You can tell how much an RPG system cares about a thing by how granular the rules for it are.

I’ve known this for a while, of course. RPGs evolved out of historical war-gaming, so many of them have incredibly detailed rules for combat, and much less detailed frameworks for other activities. But there’s another angle on this that I don’t think about as often, which is: when you get a bonus, how restrictive vs. broad is the application of that bonus?

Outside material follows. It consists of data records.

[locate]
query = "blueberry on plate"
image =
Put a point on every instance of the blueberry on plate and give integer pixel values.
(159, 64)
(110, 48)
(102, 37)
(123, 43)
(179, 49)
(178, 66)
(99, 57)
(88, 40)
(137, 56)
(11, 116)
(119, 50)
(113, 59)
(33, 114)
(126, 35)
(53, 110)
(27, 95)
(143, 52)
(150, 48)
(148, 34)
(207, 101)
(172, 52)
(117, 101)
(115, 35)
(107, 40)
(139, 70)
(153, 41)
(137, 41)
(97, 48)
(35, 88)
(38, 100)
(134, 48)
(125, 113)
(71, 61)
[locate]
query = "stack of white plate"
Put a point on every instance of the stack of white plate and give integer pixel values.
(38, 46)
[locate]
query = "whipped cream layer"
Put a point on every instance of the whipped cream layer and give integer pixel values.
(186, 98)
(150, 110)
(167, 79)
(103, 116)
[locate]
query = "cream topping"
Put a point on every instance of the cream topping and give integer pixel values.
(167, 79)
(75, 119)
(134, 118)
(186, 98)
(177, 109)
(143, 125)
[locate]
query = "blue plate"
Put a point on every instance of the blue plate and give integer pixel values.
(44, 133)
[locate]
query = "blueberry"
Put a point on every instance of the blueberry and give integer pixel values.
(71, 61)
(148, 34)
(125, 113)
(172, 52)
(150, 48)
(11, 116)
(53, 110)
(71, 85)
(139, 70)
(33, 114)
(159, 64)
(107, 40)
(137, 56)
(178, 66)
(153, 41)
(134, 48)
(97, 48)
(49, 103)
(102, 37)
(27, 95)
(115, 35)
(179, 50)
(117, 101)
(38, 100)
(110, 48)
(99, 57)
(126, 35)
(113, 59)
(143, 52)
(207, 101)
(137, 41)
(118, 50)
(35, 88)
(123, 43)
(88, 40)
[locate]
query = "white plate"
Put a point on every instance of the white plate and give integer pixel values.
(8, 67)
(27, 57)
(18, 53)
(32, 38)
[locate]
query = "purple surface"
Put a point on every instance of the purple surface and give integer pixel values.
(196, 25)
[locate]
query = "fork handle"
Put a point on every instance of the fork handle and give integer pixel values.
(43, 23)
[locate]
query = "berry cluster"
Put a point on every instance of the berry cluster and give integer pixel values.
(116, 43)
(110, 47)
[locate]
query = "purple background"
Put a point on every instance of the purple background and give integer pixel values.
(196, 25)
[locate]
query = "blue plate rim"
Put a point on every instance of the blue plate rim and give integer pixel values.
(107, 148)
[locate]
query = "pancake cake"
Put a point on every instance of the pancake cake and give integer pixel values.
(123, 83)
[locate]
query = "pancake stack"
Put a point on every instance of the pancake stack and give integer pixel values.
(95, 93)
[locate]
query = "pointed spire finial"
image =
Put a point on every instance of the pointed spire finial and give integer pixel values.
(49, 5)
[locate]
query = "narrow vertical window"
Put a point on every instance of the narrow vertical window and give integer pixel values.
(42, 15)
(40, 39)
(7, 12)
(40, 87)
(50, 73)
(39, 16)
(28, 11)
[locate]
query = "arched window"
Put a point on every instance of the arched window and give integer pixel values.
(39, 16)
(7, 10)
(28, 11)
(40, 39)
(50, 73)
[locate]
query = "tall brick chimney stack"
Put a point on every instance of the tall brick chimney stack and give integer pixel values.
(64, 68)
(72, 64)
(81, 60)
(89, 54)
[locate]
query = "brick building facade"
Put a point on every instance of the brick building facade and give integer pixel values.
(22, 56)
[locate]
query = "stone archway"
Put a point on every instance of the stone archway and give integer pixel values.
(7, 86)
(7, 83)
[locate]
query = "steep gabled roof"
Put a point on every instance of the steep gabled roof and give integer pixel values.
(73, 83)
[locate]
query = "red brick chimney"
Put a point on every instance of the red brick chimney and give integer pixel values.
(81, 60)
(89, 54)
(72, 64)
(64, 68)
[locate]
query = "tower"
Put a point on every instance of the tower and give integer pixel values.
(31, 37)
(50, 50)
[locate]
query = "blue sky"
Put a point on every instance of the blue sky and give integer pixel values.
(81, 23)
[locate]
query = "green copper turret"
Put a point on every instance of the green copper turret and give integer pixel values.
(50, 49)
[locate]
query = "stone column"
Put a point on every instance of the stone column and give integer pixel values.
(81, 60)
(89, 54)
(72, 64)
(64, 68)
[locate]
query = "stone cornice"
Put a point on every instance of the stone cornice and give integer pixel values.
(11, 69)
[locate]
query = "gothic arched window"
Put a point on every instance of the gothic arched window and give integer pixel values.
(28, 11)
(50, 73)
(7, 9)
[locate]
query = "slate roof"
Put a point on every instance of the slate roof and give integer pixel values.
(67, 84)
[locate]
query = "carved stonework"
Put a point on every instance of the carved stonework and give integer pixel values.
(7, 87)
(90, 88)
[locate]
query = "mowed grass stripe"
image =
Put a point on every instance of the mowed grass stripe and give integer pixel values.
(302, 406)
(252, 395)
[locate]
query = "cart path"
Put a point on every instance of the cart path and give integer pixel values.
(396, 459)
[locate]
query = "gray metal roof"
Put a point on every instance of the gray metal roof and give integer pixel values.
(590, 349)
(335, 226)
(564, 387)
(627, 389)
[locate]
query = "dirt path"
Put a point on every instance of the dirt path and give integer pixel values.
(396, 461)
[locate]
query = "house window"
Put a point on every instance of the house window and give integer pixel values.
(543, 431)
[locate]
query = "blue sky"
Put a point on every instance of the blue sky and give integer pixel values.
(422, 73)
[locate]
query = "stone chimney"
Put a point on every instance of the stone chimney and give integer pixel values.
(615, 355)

In L5R, there’s a spell that gives you a boost to Perception-based rolls. All Perception-based rolls. Vision? Hearing? Scent? Reading people’s behavior? Commanding an army in battle? (For reasons of setting philosophy, that’s based on Perception.) This spell boosts all of them. Because although L5R is better at caring about non-combat stuff than some game systems, it’s really not all that interested in the finer-grained applications of Perception. Instead of having many spells that give you bonuses to different kinds of Perception, there’s one that hits them all.

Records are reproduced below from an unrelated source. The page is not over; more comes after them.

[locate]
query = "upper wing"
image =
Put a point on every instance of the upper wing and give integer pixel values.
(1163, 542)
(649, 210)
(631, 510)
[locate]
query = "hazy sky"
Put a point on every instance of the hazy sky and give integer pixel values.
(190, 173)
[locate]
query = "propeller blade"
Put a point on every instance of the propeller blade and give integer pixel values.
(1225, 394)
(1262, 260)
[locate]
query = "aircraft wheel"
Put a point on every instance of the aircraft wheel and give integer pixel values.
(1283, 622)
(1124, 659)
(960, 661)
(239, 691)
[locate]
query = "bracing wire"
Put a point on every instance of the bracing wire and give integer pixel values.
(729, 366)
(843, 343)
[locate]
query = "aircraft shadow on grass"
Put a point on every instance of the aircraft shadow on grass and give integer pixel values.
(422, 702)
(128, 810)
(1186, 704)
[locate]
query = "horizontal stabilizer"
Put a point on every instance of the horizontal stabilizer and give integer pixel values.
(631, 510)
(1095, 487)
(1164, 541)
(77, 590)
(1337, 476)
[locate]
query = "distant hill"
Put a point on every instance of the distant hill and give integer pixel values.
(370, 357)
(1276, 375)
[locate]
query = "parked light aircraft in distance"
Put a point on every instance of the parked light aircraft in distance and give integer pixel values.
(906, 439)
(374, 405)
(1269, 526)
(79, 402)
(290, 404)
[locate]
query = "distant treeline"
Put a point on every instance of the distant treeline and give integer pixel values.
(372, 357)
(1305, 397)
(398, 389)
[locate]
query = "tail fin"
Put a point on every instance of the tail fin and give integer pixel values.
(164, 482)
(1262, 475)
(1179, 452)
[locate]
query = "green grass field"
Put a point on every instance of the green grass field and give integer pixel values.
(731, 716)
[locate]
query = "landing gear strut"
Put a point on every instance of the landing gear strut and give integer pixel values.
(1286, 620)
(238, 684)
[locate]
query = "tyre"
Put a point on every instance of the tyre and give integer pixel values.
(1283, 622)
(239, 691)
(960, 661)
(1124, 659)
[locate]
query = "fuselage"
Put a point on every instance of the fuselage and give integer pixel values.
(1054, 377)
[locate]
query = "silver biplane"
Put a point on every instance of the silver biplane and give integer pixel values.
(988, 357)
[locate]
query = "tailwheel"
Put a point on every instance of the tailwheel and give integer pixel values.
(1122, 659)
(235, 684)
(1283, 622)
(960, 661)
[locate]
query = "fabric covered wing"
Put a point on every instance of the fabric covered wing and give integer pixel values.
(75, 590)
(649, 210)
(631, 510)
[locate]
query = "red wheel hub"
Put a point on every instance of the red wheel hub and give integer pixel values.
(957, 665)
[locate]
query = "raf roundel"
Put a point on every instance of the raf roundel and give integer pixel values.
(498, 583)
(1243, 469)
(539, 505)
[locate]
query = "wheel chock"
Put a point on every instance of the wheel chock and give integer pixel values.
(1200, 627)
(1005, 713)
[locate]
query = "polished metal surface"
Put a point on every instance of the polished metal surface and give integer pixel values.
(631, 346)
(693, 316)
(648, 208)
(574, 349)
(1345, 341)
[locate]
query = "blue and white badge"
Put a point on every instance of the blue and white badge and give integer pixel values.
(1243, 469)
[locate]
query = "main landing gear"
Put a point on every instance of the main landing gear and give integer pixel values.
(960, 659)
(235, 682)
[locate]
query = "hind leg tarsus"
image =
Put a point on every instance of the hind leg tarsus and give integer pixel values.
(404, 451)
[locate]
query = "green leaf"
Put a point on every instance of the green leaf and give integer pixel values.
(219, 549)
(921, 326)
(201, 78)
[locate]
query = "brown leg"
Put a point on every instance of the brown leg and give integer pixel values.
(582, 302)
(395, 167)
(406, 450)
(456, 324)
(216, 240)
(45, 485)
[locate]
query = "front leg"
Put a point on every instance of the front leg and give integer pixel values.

Or Pathfinder. My PC has a magic item that gives a +3 to all Charisma-based skill checks, because Pathfinder, like most D&D, fundamentally doesn’t give a damn about social interaction. There is not, to my knowledge, a magic item that gives a +3 (or a +anything) to all Dexterity-based skill checks, because that would include Stealth (good for avoiding combat or taking the enemy by surprise), Acrobatics (good for avoiding attacks of opportunity in combat), Ride (good for anybody engaging in mounted combat), Disable Device (good for picking locks and disarming traps), and Escape Artist (good for escaping entangle and grapples in combat), among others. But handing out a cheap blanket bonus to Bluff, Diplomacy, Disguise, Handle Animal, Intimidate, Perform, and Use Magic Device? Eh, why not. That last is pretty much the only one that will often matter in combat, unless you’ve taken all the feats necessary to make feinting via Bluff a useful thing to do. And the game is relatively uninterested in what happens outside of combat.

And then you get players arguing that doing X isn’t very interesting. They’re right, in a way, because the rules have made it uninteresting. All you need is this single effect and you’re great at the whole shebang. But if the rules started from the assumption that X is interesting, and treated it with the same care and complexity of flavor they use for other aspects of play, it might be a different story.

(No game can do that for every single aspect, of course. If you tried, you’d wind up with something of unplayable complexity. But it would be nice to see that care and attention given to things other than combat more often.)